Erdmann, der erst kürzlich mit seinem Projekt „The Velvet Revolution“ im Kammermusiksaal zu Gast war, präsentierte sich erneut mit seiner eigenen Mischung aus impulsiven, schnellen Einwürfen, ausgedehnten Melodiebögen und Spielwitz – in Takase hat er dabei die richtige Partnerin.

„Charakteristisch ist die Fülle und robuste Wärme seines Sounds, herausragend die Dringlichkeit seines Spiels“, befand die Jury des SWR-Jazzpreises 2020 und lobte Erdmanns stilistische Offenheit und Improvisationsfreude. Dem ist nicht hinzuzufügen.

Takase und Erdmann servierten zwischen Tastendonner und wütenden Saxofonläufen einen Leckerbissen nach dem anderen. Die Spannung ließ nicht nach, und man erfuhr sogar Interna, etwa die ernüchternden Fahrschulerlebnisse Erdmanns: „An jeder Kreuzung liegt eine Erinnerung begraben“, heißt das dazugehörige Stück, mit seinen Stops and Goes eines der aufregendsten des Abends. Das Publikum war nicht zu bremsen, erklatschte sich zwei Zugaben, darunter das Titelstück der CD, „Isn‘t It Romantic?“.

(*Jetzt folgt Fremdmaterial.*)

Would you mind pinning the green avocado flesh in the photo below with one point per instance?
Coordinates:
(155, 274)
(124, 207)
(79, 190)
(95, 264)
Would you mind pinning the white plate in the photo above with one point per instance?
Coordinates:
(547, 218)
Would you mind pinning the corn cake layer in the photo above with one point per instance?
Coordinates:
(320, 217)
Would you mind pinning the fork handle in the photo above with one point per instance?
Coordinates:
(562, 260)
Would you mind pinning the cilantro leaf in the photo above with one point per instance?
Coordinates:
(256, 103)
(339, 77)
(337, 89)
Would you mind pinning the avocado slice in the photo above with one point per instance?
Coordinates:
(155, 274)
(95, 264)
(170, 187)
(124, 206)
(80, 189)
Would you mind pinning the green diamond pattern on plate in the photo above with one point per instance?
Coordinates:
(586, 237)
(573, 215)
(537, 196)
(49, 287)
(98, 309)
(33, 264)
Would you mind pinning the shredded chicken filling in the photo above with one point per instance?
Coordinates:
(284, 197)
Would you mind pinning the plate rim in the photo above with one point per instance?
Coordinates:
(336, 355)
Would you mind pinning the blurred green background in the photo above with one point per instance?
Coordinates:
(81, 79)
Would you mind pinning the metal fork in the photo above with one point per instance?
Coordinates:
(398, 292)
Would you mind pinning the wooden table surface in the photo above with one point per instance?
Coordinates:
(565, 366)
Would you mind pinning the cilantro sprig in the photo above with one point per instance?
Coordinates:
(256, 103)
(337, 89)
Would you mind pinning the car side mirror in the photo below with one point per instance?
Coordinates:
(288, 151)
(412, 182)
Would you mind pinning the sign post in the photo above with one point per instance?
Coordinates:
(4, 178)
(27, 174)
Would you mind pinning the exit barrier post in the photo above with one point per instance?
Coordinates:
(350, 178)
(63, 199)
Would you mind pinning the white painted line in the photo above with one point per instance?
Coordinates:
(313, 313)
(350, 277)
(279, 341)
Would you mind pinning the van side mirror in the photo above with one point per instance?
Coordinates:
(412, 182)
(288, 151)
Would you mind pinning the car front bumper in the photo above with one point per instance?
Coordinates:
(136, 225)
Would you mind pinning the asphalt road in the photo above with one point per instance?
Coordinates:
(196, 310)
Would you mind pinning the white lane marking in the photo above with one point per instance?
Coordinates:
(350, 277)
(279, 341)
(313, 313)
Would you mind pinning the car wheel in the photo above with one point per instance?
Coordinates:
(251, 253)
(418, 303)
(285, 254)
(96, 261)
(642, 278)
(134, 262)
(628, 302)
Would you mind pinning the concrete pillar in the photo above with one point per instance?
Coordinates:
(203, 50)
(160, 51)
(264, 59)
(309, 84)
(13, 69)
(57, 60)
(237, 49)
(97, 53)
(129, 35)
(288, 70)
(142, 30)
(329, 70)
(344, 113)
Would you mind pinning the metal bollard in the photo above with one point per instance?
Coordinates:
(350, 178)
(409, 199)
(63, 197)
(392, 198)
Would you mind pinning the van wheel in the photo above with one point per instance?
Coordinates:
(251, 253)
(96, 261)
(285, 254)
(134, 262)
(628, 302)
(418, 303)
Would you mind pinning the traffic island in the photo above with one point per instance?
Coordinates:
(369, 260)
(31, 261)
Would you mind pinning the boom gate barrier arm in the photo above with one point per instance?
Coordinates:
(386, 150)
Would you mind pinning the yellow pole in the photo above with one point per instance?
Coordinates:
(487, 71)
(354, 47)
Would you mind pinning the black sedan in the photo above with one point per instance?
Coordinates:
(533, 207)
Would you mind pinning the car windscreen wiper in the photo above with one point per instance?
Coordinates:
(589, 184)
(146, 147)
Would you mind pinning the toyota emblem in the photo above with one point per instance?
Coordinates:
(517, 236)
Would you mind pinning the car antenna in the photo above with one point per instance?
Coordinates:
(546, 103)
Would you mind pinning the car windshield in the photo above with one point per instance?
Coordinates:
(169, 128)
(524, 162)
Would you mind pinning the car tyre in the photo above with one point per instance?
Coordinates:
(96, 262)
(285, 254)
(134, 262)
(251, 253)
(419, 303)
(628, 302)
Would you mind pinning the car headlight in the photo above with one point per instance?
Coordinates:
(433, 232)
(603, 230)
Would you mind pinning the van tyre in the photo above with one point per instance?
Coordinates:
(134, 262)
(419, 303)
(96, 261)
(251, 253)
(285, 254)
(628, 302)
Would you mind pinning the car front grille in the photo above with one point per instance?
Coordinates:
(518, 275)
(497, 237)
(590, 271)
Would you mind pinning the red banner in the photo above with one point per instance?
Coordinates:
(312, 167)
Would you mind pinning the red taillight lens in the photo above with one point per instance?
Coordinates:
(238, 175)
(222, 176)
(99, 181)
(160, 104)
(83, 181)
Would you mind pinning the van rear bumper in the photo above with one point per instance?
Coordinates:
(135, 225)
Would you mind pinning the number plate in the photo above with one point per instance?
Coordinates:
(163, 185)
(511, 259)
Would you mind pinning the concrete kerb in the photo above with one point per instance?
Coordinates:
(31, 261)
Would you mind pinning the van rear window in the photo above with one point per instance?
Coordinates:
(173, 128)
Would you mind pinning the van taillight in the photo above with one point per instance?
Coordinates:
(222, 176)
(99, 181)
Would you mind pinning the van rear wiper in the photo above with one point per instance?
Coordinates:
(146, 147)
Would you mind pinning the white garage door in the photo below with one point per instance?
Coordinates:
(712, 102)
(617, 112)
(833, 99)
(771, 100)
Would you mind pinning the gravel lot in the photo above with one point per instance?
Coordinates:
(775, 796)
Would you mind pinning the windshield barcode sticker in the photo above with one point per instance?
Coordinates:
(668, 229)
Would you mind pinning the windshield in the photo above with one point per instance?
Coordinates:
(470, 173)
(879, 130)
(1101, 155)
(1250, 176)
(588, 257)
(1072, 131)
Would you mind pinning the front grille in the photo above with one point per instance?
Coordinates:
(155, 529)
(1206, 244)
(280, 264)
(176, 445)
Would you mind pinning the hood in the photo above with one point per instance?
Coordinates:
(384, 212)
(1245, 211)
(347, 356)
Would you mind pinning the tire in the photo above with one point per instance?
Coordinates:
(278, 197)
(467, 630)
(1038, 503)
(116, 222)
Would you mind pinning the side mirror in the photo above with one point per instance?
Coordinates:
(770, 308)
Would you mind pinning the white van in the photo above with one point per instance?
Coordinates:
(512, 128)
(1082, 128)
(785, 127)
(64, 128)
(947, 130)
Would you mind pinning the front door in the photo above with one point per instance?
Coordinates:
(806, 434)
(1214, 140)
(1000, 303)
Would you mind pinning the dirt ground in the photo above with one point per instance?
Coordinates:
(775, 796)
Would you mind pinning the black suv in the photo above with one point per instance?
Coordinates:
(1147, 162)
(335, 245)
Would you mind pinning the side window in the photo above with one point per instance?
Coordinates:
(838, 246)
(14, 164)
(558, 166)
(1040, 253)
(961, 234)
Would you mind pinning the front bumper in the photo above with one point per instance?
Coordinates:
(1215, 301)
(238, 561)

Heidi Bayer und Sebastian Scobel

Eine Frage, die auch zum Eröffnungskonzert des Abends gepasst hätte, in dem ein wunderbar aufeinander eingespieltes Duo das Publikum mit ruhigen, sehr melodiösen Stücken einstimmte. Die Trompeterin Heidi Bayer und der Pianist Sebastian Scobel, beide Jahrgang 1987 und seit 2018 mit ihrem Duo unterwegs, harmonieren perfekt, wie sich etwa in „Stille Wasser“ (Bayer) zeigte. Der weiche Sound des Flügelhorns geht hier eine innige Beziehung mit Scobels Pianoläufen ein.

Beide Musiker improvisieren gerne, zum Beispiel in Scobels Stück „Thin Curtain“, zu dem er sagt: „Es entsteht immer etwas Neues, diese Dynamik spornt uns an.“ Es liege alles auf dem Tisch, „Sie sehen uns beim Schaffen zu.“ Diese Transparenz und Offenheit fasziniert. Und die besagte Dynamik führt zu Interpretationen wie Scobels „No Sinfony“, einem Stück, in dem beide Musiker freier agieren und das eine oder andere Experiment wagen. Zumindest Bayer lässt durchblicken, wer ihr Vorbild ist: Ihr tolles Stück „For Kenny“ ist dem kanadischen Jazztrompeter Kenny Wheeler gewidmet. Die Zugabe hieß „Larry“ (Scobel). Welcher Larry? Vermutlich Larry Goldings, einer von Scobels Lehrern.

Aktuelle CD: Aki Takase & Daniel Erdmann Duo, „Isn‘t It Romantic?“ (BMC).